Why 70% of ICO Tokens Don’t Come to Exchanges
The number of crypto exchanges has exceeded 250 recently so it would be quite reasonable if every ICO token would find its appropriate exchange. But as the experience of many new projects has shown, being listed at exchanges without paying crippling fees is almost impossible. ICOs that are not wishing to take risks have left nothing but put up with low liquidity of decentralized exchanges. Recent study conducted by ICOrating.com shows the problems of listing at respected exchanges many projects face and they are not just about providing a listing fee.
First, a project has to finish its ICO successfully. If their token was not sold out even provided the rest being burnt, demand for the token at secondary markets is going to be low just as the interest of the exchange in it. ICOrating reports that only 22% of ICOs that finished in the first quarter of this year could sell their tokens to exchanges. The figure reduced to 10% when compared with the previous quarter as a half of all ICO raised less than $100,000 during the first quarter of this year.

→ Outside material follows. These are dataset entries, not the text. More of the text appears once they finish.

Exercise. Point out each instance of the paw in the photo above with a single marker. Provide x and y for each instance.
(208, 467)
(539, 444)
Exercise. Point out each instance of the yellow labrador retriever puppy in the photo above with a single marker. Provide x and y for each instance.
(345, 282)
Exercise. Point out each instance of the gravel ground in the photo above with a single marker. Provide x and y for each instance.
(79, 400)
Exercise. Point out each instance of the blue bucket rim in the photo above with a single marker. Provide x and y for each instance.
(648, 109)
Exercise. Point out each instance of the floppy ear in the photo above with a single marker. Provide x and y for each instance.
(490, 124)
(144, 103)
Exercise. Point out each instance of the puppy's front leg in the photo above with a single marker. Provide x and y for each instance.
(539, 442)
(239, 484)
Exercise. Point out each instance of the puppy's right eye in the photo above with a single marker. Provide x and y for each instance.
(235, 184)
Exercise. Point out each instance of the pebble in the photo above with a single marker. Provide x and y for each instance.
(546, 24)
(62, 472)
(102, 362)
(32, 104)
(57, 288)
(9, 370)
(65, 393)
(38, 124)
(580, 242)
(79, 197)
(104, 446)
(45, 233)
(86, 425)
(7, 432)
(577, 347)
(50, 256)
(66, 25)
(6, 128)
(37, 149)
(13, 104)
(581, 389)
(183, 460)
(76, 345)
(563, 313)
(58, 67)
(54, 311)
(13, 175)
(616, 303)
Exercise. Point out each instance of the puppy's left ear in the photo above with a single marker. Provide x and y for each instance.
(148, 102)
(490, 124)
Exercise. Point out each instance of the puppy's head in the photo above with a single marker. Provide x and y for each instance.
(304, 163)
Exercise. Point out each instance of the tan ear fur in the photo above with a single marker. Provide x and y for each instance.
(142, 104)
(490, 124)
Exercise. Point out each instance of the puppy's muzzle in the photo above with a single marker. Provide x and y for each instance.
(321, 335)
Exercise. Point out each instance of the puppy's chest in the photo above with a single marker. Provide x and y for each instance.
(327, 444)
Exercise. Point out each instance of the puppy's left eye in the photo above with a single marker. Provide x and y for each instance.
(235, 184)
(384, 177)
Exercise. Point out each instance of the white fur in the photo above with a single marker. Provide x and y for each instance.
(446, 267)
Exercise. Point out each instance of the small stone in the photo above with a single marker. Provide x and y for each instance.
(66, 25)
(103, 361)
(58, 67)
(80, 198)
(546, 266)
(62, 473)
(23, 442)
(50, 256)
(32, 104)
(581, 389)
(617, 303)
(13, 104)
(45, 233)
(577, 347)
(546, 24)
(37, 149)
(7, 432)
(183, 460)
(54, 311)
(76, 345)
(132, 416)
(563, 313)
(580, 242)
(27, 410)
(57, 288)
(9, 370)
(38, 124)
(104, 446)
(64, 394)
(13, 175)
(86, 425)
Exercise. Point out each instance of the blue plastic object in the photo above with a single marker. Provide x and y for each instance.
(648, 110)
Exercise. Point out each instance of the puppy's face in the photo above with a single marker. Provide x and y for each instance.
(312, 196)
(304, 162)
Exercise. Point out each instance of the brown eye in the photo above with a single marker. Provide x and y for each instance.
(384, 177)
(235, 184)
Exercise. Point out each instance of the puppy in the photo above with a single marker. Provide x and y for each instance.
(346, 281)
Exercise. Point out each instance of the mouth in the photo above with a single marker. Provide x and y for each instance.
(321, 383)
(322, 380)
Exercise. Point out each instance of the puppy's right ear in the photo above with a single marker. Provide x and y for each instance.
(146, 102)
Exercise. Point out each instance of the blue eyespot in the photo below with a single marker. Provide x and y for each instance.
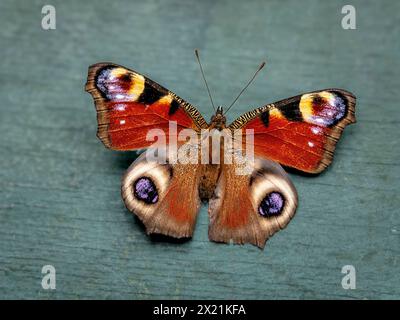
(272, 205)
(145, 190)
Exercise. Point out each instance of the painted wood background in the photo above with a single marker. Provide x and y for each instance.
(60, 188)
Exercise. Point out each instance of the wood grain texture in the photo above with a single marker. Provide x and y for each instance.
(60, 198)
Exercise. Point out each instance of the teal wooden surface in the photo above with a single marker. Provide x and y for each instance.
(60, 188)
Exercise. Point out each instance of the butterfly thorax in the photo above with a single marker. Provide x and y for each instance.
(218, 121)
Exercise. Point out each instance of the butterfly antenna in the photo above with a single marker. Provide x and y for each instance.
(196, 52)
(251, 80)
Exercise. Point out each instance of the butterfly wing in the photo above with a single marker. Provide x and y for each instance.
(251, 207)
(164, 196)
(129, 105)
(302, 131)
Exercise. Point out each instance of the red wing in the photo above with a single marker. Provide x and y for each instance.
(300, 132)
(129, 105)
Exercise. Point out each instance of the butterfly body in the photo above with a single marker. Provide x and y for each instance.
(248, 201)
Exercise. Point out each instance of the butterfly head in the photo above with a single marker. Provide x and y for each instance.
(218, 121)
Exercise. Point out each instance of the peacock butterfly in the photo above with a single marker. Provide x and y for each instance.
(299, 132)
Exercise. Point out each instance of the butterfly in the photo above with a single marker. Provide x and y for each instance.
(299, 132)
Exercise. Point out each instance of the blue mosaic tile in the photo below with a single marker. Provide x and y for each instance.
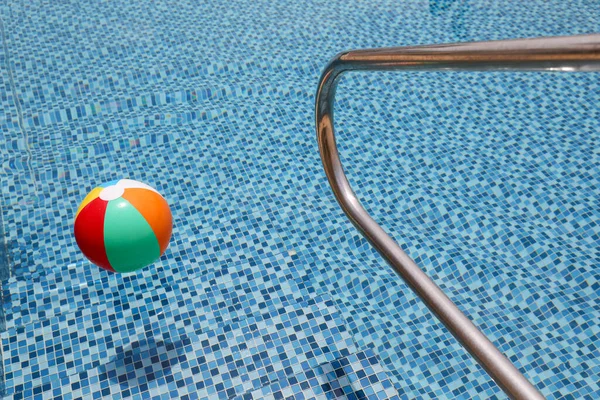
(356, 376)
(235, 358)
(486, 180)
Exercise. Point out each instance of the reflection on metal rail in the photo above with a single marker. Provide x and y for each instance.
(566, 54)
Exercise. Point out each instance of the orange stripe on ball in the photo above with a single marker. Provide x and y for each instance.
(155, 209)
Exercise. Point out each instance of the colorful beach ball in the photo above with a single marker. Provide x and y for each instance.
(123, 225)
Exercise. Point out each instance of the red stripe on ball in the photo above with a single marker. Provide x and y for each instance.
(89, 233)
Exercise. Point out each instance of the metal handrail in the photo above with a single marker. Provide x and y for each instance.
(564, 54)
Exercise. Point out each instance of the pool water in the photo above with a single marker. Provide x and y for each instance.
(488, 180)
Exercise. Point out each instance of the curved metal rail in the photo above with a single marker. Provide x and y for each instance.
(563, 54)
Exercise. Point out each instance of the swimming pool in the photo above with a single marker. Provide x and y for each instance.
(487, 180)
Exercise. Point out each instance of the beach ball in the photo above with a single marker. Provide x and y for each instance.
(123, 225)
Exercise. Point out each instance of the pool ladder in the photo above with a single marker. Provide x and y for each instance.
(560, 54)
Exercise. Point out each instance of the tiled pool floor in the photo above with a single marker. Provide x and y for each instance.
(489, 181)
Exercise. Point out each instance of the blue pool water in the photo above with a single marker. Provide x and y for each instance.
(488, 180)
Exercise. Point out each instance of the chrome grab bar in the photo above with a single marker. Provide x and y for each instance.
(567, 54)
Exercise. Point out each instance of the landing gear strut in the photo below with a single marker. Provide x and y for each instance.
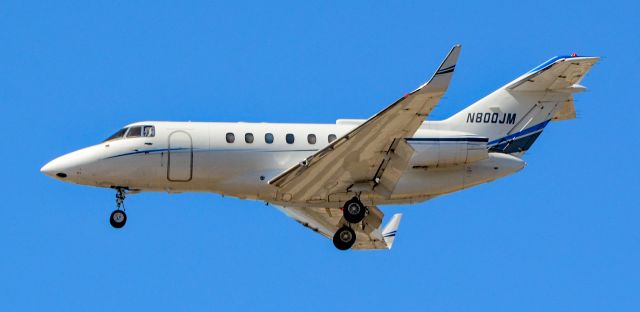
(118, 217)
(354, 212)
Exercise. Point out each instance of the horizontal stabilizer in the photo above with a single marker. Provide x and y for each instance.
(557, 74)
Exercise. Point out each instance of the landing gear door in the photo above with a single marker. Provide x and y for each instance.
(180, 157)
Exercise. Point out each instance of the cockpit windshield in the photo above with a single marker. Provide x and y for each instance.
(133, 132)
(117, 135)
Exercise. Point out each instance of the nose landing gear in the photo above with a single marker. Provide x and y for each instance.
(118, 217)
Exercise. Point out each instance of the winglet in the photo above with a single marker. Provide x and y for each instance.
(389, 232)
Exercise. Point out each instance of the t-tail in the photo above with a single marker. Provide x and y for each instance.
(513, 116)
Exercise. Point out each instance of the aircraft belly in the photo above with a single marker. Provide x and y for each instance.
(430, 182)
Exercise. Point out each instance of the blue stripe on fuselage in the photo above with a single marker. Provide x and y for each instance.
(524, 132)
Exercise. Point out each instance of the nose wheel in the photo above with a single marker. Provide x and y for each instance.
(118, 217)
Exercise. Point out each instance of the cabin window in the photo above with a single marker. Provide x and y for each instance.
(268, 138)
(148, 131)
(311, 138)
(248, 137)
(290, 138)
(230, 137)
(134, 132)
(117, 135)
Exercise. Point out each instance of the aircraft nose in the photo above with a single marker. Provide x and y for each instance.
(58, 168)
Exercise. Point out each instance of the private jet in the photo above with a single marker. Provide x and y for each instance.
(333, 178)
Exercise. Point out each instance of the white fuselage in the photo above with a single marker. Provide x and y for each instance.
(196, 157)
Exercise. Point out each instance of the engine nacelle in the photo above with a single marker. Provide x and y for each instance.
(447, 151)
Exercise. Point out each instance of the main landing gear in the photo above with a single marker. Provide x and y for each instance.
(118, 217)
(354, 212)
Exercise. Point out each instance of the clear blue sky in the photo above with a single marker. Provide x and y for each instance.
(562, 235)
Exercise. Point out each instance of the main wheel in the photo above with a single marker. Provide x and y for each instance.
(118, 218)
(344, 238)
(354, 210)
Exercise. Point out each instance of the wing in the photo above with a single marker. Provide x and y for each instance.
(372, 156)
(326, 221)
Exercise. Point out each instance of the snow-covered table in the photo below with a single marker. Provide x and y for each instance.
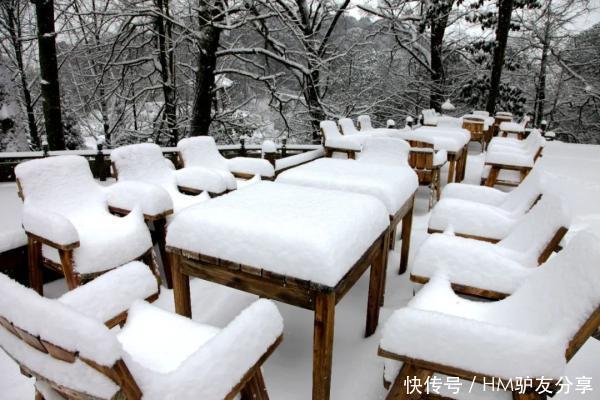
(394, 186)
(302, 246)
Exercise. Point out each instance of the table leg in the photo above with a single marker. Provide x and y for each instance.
(376, 288)
(323, 344)
(406, 228)
(181, 287)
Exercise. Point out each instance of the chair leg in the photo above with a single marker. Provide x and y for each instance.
(255, 389)
(416, 379)
(34, 251)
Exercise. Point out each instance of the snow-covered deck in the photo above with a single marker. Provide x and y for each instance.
(357, 370)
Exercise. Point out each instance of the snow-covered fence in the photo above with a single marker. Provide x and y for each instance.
(100, 159)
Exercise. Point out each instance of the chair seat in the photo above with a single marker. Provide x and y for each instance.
(472, 218)
(106, 242)
(159, 341)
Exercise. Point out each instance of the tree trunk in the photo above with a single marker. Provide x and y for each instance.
(165, 57)
(207, 42)
(44, 10)
(14, 28)
(438, 75)
(505, 10)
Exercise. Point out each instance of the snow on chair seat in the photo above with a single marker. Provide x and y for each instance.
(334, 141)
(522, 336)
(70, 228)
(493, 270)
(484, 213)
(203, 152)
(156, 355)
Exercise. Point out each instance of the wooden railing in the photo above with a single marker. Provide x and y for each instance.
(100, 159)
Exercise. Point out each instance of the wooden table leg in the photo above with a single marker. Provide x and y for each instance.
(404, 249)
(323, 344)
(160, 233)
(376, 290)
(34, 255)
(181, 287)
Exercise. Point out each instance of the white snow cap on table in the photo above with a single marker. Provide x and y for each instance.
(393, 186)
(216, 365)
(113, 292)
(302, 232)
(517, 337)
(62, 188)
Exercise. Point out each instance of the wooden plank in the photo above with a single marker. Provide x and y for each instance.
(323, 345)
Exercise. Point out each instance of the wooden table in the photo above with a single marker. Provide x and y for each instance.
(287, 288)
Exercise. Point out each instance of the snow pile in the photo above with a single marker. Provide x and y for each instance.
(64, 204)
(301, 232)
(113, 292)
(203, 152)
(204, 363)
(334, 139)
(440, 327)
(500, 267)
(393, 186)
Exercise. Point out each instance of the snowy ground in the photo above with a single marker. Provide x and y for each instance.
(357, 371)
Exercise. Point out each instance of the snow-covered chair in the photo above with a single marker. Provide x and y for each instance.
(506, 154)
(202, 151)
(68, 222)
(528, 337)
(157, 355)
(484, 213)
(489, 270)
(430, 117)
(334, 141)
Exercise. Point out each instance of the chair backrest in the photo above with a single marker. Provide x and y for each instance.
(61, 184)
(329, 129)
(385, 150)
(364, 123)
(143, 163)
(77, 355)
(561, 298)
(201, 151)
(347, 127)
(521, 198)
(537, 229)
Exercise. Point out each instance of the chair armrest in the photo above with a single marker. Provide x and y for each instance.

Projects that failed to reach for hard cap just cannot afford exchange listing while many successful ICOs may deny it. Prices charged by exchanges may vary drastically and range from $100,000 to $3 million for the largest and highly liquid ones (reportedly, Binance charges up to $7 million in some cases). It is to be remembered though, listing of new token is not that simple as it may seem to many traders.
Just before the listing exchange has to do a lot, and remain cautious enough for the project not to be a scam. For if scam gets revealed it may affect the reputation of the platform. Just remember Centra project that was declared fraud which made Kucoin and Binance hastily delist it. As various security checks and other administration issues take time, ICO tokens demand in average 21 days to start being traded. Some exchanges also insist on token’s smart contracts being checked for errors which is rather understandable taking account of their popularity and potential severity.
Even with all requirements for listing settled, it is not fine all the time for ICOs. There were situations when exchanges delisted tokens without warning. Pressure by regulators may also give birth to some rumors, so if some token is rumored to be marked as share, exchange may get a scare and delist it. Given some recently added tokens can be pumped, dumped and left to die slowly although the project itself has got some months to launch it is no wonder that some ICOs are not hurrying giving their tokens to exchanges before beta-testing and before there is real demand for the tokens.